Azure / azure-sdk-for-python

This repository is for active development of the Azure SDK for Python. For consumers of the SDK we recommend visiting our public developer docs at https://learn.microsoft.com/python/azure/ or our versioned developer docs at https://azure.github.io/azure-sdk-for-python.
MIT License
4.56k stars 2.78k forks source link

Machine Learning Model Deployment to AKS Fails when using Cluster Autoscaler #29902

Open phehr2 opened 1 year ago

phehr2 commented 1 year ago

Describe the bug Unable to deploy models to AKS via the Python SDK azureml.core.Model.deploy when the AKS cluster Autoscaler is enabled. The deployment times out after 5 minutes before the autoscaler has a chance to scale out to support this new workload.

To Reproduce Steps to reproduce the behavior:

  1. Stand up an AKS cluster with autoscaler enabled. Set the minimum nodes to 1 and the max is at least 2
  2. After the cluster starts, ensure that the number of running nodes is less than the max. If they are equal, update the autoscaler rules by incrementing the max nodes so that it's at least 1 higher than the current number of running nodes
  3. Attach the new cluster as Kubernetes Compute in Azure ML
  4. Create an Azure ML model
  5. Deploy the new Azure ML model to the new cluster using azureml.core.Model.deploy. Ensure that the AksWebservice.deploy_configuration has cpu_cores and/or memory_gb values set high enough such that AKS would not be able to schedule the model onto the existing single node (due to the system resources running there already), but low enough that they can fit on whatever SKU size you selected in step 1. If staged properly, it should trigger the cluster autoscaler to begin adding a new node
  6. Watch as the AKS autoscaler kicks in and begins adding another node
  7. Watch as the Azure ML deployment fails at the 5 minute mark, with a message: Couldn't Schedule because the kubernetes cluster didn't have available resources after trying for 00:05:00
  8. Watch as the AKS autoscaler finishes adding the new node, just a little too late

Expected behavior The deployment should wait for longer than 5 minutes before timing out, if the autoscaler is actively adding an additional node to support the requested workload.

Screenshots N/A

Additional context This doc tells me it's due to resource constraints, which is true. But the real problem is that deployment isn't waiting long enough for the AKS node pool to scale out; which (for us) takes just a bit longer than 5 minutes to scale out.

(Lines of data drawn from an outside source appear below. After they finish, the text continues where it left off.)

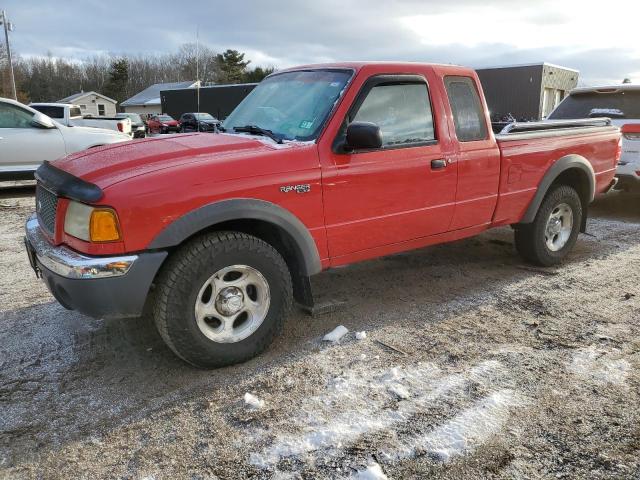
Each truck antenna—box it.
[196,25,200,113]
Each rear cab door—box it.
[438,66,501,230]
[319,65,457,265]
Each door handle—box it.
[431,158,447,170]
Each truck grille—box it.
[36,185,58,235]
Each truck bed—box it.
[493,118,619,225]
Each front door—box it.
[323,75,457,258]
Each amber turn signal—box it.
[89,208,120,242]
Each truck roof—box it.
[569,83,640,95]
[278,61,475,75]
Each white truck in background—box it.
[0,98,131,181]
[29,103,133,136]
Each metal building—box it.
[476,63,579,122]
[160,83,257,120]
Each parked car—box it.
[116,113,147,138]
[0,98,131,180]
[549,84,640,192]
[179,113,220,132]
[147,113,180,133]
[29,103,132,135]
[26,63,620,367]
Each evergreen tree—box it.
[100,58,129,103]
[244,67,276,83]
[216,49,251,83]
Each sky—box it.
[0,0,640,85]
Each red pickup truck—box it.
[25,63,620,367]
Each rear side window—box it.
[0,103,33,128]
[549,90,640,120]
[353,83,435,146]
[444,77,487,142]
[31,105,64,118]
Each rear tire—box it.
[154,232,293,368]
[515,185,582,267]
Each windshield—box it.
[116,113,142,123]
[223,70,352,141]
[549,90,640,120]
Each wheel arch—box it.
[148,198,322,301]
[520,154,596,232]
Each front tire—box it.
[154,232,293,368]
[515,185,583,267]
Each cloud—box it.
[5,0,640,84]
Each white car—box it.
[548,84,640,192]
[29,103,133,136]
[0,98,131,180]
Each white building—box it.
[58,92,118,117]
[120,82,197,115]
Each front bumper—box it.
[131,127,147,138]
[25,215,167,318]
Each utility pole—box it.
[0,10,18,100]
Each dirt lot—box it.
[0,189,640,480]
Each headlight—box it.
[64,201,120,242]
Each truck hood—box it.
[53,133,293,189]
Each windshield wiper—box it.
[233,125,282,143]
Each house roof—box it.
[120,82,196,107]
[57,91,118,103]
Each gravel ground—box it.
[0,187,640,480]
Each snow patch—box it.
[390,390,523,462]
[322,325,349,343]
[249,361,504,469]
[569,347,631,385]
[244,392,264,410]
[353,462,388,480]
[389,383,409,400]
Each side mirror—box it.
[345,122,382,150]
[31,112,56,128]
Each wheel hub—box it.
[544,203,573,252]
[216,287,244,317]
[548,218,562,235]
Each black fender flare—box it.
[520,154,596,223]
[148,198,322,276]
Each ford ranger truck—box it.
[26,63,620,367]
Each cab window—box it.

This could be worked around by making the timeout an optional parameter to the deploy function via the deployment_config parameter, with a default value of 5 minutes.

github-actions[bot] commented 1 year ago

Thank you for your feedback. This has been routed to the support team for assistance.

github-actions[bot] commented 1 year ago

Thanks for the feedback! We are routing this to the appropriate team for follow-up. cc @azureml-github @Azure/azure-ml-sdk.